See the text above the graphic:
Enrollment Type: Dimensions based on enrollment org unit and (by default) enrollment date. Can evaluate data values from across multiple program stages, but when querying based on a single data element value, evaluates data from the most recent event of each repeatable stage by default.
So, if you are querying a data element value from a repeatable stage in an enrollment type PI, then only the data element value in the latest event would be evaluated.

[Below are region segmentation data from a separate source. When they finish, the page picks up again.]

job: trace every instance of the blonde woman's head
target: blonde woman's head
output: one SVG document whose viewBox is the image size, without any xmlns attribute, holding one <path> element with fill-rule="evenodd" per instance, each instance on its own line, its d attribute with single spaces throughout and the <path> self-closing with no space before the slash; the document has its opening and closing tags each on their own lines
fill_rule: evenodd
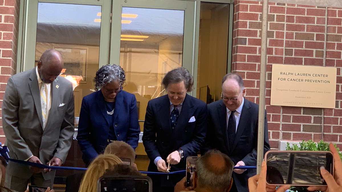
<svg viewBox="0 0 342 192">
<path fill-rule="evenodd" d="M 111 169 L 115 165 L 122 163 L 114 155 L 99 155 L 88 167 L 82 179 L 79 192 L 96 192 L 97 180 L 103 175 L 106 169 Z"/>
<path fill-rule="evenodd" d="M 105 154 L 113 154 L 119 158 L 125 158 L 131 160 L 132 163 L 135 159 L 135 152 L 131 146 L 121 141 L 114 141 L 109 143 L 104 153 Z"/>
</svg>

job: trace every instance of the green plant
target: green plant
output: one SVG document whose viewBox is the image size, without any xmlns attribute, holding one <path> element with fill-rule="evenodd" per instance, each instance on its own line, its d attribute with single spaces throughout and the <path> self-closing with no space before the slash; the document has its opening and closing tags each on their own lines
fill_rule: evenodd
<svg viewBox="0 0 342 192">
<path fill-rule="evenodd" d="M 340 151 L 340 148 L 337 147 L 336 144 L 334 144 L 335 148 L 338 151 Z M 317 143 L 312 140 L 304 141 L 299 143 L 299 146 L 296 144 L 292 144 L 292 146 L 290 145 L 290 143 L 287 142 L 286 146 L 286 150 L 290 151 L 330 151 L 329 149 L 329 143 L 325 142 L 323 140 L 321 140 Z M 342 159 L 342 153 L 339 152 L 340 157 Z"/>
<path fill-rule="evenodd" d="M 340 149 L 337 147 L 336 144 L 334 144 L 335 148 L 338 151 L 340 151 Z M 295 144 L 292 144 L 292 146 L 290 145 L 290 143 L 287 142 L 286 146 L 286 150 L 290 151 L 330 151 L 329 149 L 329 143 L 325 142 L 323 140 L 321 140 L 317 143 L 312 140 L 304 141 L 299 143 L 299 146 Z M 342 159 L 342 153 L 339 152 L 340 157 Z M 291 187 L 289 190 L 289 192 L 306 192 L 306 188 L 303 187 Z"/>
</svg>

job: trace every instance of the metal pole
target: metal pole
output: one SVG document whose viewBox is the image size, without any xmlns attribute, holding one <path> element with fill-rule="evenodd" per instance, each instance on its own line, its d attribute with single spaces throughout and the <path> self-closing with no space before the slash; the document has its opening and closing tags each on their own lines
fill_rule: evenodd
<svg viewBox="0 0 342 192">
<path fill-rule="evenodd" d="M 268 26 L 268 0 L 262 1 L 261 27 L 261 53 L 260 67 L 260 93 L 259 95 L 259 119 L 258 121 L 257 174 L 260 174 L 264 159 L 264 131 L 265 123 L 265 96 L 266 91 L 266 62 L 267 59 L 267 30 Z"/>
</svg>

I dont mean to overly complicate a thread on a more basic question (which has already been answered!). But I can share a quick example using the ANC Tracker diagram above.
Each visit in the repeatable ANC stage has a data element systolic blood pressure reading (SBP). You want to count the number of pregnancies seen this year with gestational hypertension (SBP > 140).
You make an enrollment type PI with V{enrollment_count} expression. Then in filter you add: V{SBP} > 140
BUT, there could be a patient with a first visit SBP of 150, but her second visit its 100. This PI will only evaluate the latest SBP reading, so her pregnancy will not be counted in your total.
This is a quirk of enrollment type PI to keep in mind.
To count pregnancies that ever had a gestational hypertension in any visit, then the filter should be d2:countIfValue(V{SBP} > 140) > 1
These more advanced functions are covered later in the guide.
Totally agree! And its an area we are actively working to make clearer and more efficient.
We have some simpler and more hands-on materials in the Tracker Use Academies, maybe its useful.
Unfortunately, multidimensional analysis of longitudinal data is inherently very complex. Building generic tools to support such tasks means theres a need to balance both simplicity for end users, and flexibility to do more advanced tasks.
If in your in-country work, you find any ideas for new features (or docs!) to help make designing PI easier, please do drop a line here or on Jira.